Altrimenti si rischiano disfunzioni; sovrapposizioni; complicazioni capaci di rendere ulteriormente difficile una gestione che già di per sé non è facile. Si rischia di utilizzare degli interventi formali, quando non inutili e più onerosi dei risultati che si ottengono con il ricorso agli interventi spot, come venne osservato dai vertici della Corte dei Conti nel 2017. È un metodo meno appariscente di quello seguito sino ad ora; ma potrebbe rivelarsi più utile e produttivo di risultati.

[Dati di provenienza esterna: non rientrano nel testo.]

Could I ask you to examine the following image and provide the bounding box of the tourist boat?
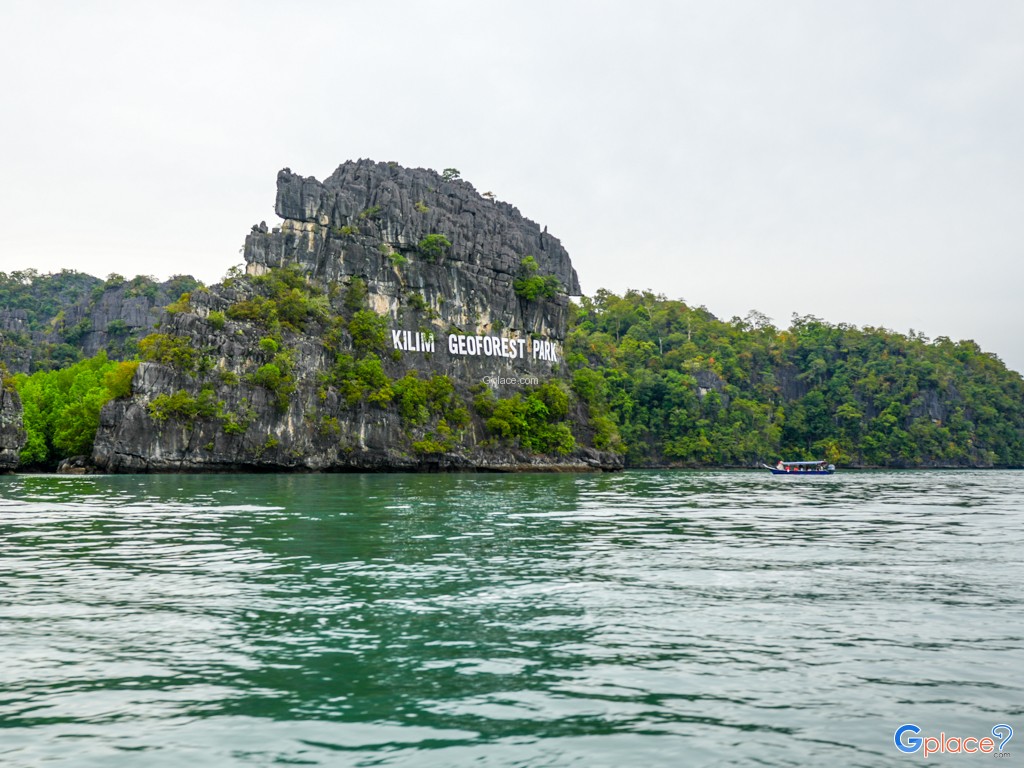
[761,462,836,476]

Resta molto da fare, prima di poter cantare vittoria. Mi sembra vada fatto con freddezza e ragionevolezza, senza troppa enfasi a parole, cominciando dalla base: uno sforzo per la cultura della reputazione, della vergogna e della legalità, dalla quale siamo ancora molto lontani nel nostro paese; senza attendersi soluzioni miracolistiche dalle grida manzoniane o addirittura dalla scomunica di mafiosi e di corrotti.